Não se pode transformar o campo mais nobre e mais importante para o progresso de um país — a sua administração pública — num pântano
Somos empolgados pela mudança mas, como revelou Freud, ela precisa da coragem para dialogar com demônios. O progresso decreta respeito, senão ele se desmancha na primeira ressaca, como as nossas ciclovias.
Vivemos num mundo no qual as “páginas devem ser viradas”, embora a narrativa ancorada num progresso cumulativo ordene releituras. A leitura é o ideal; a releitura, uma necessidade.
Estamos testemunhando uma dramática releitura do Brasil como país. Não estamos relendo suas páginas como sociedade e cultura como fazemos quando falamos de comidas, música ou quando discutimos bundas ou carnaval.
O Brasil está falido e, nas vésperas de um desfecho que nos atinge como um todo, não há escolha. Enquanto a maioria torce por uma narrativa razoável, uma minoria, que opta pela negação e pela repressão, reitera que prefere apostar novamente no familiar “quanto pior, melhor”.
Estamos acostumados ao mote do “eu já vi esse filme”, indicativo de retorno de dramas reprimidos. Mas o imperativo de mudar é inadiável.
Um amigo gostaria de uma “limpeza geral”. Eu, humildemente, lembro que o drama é sempre maior que os atores. Num sistema que se diz “democrático-liberal” — embora muitos tomem isso como um insulto —, a peça sempre terá dois lados, embora um deles tenha como objetivo englobar temporariamente o outro.
O problema hoje não é substituir os jogadores; a questão é tirar de campo os atores indesejáveis ao ponto da degradação do próprio jogo. Não se pode transformar o campo mais nobre e mais importante para o progresso de um país — a sua administração pública — num pântano. Substituir um capitão de time é algo delicadíssimo. É um ato doloroso, mas ele não significa liquidar o jogo. O ideal democrático continua desde que, como disse com propriedade o senador-relator Antonio Anastasia, os adversários honrem o fato de que pertencem a partidos diferentes, mas balizem a disputa com sua lealdade à democracia.

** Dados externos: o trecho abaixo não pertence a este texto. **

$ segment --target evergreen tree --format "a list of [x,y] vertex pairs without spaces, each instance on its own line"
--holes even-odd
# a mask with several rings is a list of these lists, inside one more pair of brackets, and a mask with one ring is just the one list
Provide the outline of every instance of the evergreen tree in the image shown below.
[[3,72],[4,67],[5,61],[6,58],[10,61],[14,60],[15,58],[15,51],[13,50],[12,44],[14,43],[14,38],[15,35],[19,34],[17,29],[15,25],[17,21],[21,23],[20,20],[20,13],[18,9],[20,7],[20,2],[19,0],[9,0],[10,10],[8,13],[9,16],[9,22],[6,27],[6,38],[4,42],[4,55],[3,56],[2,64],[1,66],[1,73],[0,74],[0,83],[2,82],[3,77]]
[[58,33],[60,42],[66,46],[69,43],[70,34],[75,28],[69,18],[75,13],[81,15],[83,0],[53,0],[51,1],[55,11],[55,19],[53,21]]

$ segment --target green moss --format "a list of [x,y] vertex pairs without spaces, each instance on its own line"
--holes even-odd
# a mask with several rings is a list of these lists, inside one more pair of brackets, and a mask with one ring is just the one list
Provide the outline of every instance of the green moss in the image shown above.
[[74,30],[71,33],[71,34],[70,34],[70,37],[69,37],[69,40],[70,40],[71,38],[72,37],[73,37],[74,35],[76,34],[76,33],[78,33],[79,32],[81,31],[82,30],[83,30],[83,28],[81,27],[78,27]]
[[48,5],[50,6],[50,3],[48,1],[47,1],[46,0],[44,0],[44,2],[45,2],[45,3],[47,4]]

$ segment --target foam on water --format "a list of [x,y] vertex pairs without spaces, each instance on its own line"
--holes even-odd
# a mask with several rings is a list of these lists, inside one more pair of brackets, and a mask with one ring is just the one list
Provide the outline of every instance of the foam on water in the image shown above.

Convenhamos que não se pode admitir a nomeação de quase dez mil cargos comissionados, somente por critérios partidários, pois é isso que assassina o espirito das instituições. Todos, como enfatizou numa rara lição de liberalismo o citado senador, são membros de um partido e de um time que deseja vencer. Isso é o óbvio. Mas o que não é obvio é descobrir que a vida política não pode ser reduzida somente a interesses e projetos partidários e pessoais.
Caso assim fosse, a desconfiança e a lealdade seriam os maiores obstáculos ao progresso democrático. Realizado com honra, o movimento parlamentar não pode ter como alvo — exceto por projeção construída pela má-fé — somente a vitória de um partido a qualquer preço.
Se um time de futebol é tão desleal a ponto de querer vencer todos os campeonatos e fazendo com que se pergunte, como o Galvão Bueno, o significativo “pode isso, Arnaldo?!” — o futebol acabaria por inanição. Ele deixaria de ser um jogo para ser teatro ou filme reprisado
Por isso, a democracia é um regime alérgico ao radicalismo absoluto, à fé cega e, acima de tudo, à desonestidade e à conivência. Numa palavra, a uma “ética de condescendência”. Com a conhecida moralidade do tudo o que fazemos é certo e tudo o que vocês fazem é golpe. Sem o risco, sem a incerteza e sem o imprevisto, mas com um acordo básico no progresso e na igualdade de todos perante a lei como um valor, deforma-se a democracia.
Se eu posso, com a minha insignificância como colunista desejar algo ao governo Temer, desejo rigor e austeridade. Que ele tenha uma compostura jamais vista no Brasil. Que tenha a vontade de transformar “governantes” (ou donos) do Estado em servidores da sociedade. Sugiro, e respeitosamente demando, a supressão de todas as figuras de privilégio e hierarquia que fazem o ator comer o cargo, e o criminoso não ser punido.
É preciso terminar regalias como casa, criadagem, comida e aspones que fabricam os “donos do poder”. É necessário impedir a nomeação por gosto e favores partidários ou sexuais.
Em suma, há que se adotar uma inédita e resoluta prática igualitária, sem a qual vamos continuar eternamente sendo os mentirosos engravatados de sempre.